PRE_TRAINED_MODEL_NAME='sshleifer/distilbart-cnn-12-6'

model = BartForConditionalGeneration.from_pretrained(PRE_TRAINED_MODEL_NAME) 
                                                     #cache_dir=hf_cache_dir)
model.save_pretrained('./models/bart_model/')
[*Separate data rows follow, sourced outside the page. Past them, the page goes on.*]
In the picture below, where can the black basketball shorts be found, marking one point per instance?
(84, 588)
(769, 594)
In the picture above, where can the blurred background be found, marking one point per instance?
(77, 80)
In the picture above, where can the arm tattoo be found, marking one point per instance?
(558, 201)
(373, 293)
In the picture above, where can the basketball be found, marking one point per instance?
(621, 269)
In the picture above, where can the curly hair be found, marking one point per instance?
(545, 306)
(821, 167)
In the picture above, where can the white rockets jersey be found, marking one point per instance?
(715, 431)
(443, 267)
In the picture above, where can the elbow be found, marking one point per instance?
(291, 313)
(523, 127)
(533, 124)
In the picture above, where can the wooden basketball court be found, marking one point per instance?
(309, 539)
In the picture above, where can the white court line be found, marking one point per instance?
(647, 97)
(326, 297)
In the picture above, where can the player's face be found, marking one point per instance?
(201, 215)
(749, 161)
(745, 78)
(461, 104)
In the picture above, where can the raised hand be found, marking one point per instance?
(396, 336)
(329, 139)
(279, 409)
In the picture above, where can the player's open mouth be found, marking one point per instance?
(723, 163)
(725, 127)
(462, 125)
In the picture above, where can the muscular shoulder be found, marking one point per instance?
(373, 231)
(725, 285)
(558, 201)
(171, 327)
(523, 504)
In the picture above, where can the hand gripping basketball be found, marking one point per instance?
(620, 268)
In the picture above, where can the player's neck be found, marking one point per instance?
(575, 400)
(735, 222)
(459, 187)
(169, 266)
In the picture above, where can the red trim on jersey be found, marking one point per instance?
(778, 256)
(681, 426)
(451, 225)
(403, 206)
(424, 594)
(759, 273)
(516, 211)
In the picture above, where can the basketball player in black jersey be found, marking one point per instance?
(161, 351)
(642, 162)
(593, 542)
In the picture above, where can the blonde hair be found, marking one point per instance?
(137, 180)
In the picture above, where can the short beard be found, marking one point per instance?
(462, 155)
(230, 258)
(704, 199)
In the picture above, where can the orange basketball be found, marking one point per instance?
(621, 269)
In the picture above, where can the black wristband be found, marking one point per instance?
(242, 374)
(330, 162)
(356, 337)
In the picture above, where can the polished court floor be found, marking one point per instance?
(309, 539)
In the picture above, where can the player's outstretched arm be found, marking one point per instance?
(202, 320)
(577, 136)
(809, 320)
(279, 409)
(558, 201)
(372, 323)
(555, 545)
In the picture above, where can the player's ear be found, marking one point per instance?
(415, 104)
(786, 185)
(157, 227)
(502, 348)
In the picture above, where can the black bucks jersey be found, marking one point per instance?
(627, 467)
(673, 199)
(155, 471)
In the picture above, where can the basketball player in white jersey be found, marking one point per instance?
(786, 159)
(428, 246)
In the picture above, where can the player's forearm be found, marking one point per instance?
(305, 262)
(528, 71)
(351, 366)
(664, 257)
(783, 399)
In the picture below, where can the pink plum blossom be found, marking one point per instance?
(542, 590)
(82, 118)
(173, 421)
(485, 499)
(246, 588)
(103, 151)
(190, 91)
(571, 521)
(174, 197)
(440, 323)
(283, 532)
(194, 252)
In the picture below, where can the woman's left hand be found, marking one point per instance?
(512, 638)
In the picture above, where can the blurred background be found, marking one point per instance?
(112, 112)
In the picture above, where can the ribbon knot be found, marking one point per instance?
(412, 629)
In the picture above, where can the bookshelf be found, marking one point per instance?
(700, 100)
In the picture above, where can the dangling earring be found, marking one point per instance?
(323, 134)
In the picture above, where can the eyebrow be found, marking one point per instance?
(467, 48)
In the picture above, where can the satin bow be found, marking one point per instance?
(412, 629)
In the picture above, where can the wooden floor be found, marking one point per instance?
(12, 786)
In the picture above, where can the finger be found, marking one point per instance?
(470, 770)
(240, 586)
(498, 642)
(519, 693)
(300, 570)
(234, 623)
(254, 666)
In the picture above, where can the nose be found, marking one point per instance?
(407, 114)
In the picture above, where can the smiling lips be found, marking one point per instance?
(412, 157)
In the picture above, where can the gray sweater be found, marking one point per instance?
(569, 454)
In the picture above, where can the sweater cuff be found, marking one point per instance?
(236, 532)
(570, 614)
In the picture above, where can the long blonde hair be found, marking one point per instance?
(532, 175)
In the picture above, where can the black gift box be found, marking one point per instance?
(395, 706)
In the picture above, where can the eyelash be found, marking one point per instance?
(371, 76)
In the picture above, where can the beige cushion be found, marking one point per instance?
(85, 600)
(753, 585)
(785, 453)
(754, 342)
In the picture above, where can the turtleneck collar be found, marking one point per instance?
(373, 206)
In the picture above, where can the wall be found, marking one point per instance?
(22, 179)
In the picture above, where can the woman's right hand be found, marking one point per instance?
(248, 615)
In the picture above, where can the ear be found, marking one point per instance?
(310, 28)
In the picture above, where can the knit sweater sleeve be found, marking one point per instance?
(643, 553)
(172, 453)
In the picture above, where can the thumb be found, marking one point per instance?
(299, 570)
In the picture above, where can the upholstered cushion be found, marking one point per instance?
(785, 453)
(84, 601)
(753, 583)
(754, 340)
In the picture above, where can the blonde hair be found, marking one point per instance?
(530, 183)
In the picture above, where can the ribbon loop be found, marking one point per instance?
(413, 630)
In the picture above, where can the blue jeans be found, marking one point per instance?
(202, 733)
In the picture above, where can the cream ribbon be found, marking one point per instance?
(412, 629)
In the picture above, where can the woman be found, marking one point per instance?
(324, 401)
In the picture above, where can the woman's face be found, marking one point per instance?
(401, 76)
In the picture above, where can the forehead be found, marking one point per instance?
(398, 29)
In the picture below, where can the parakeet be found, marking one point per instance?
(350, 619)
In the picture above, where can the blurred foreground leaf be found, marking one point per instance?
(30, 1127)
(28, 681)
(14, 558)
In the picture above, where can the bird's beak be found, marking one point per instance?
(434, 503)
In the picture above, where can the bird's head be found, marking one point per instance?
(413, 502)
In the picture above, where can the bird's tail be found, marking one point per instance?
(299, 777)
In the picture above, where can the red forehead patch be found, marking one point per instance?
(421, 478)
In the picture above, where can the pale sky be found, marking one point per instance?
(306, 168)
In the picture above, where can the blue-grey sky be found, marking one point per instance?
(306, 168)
tokenizer = BartTokenizer.from_pretrained(PRE_TRAINED_MODEL_NAME)
tokenizer.save_pretrained('./models/bart_tokenizer/')

In [13]:
! tar -C models/ -czf model.tar.gz code/ bart_tokenizer/ bart_model/
from sagemaker.s3 import S3Uploader

file_key = 'model.tar.gz'
model_artifact = S3Uploader.upload(file_key,'s3://datasets/text_summarization/artifacts')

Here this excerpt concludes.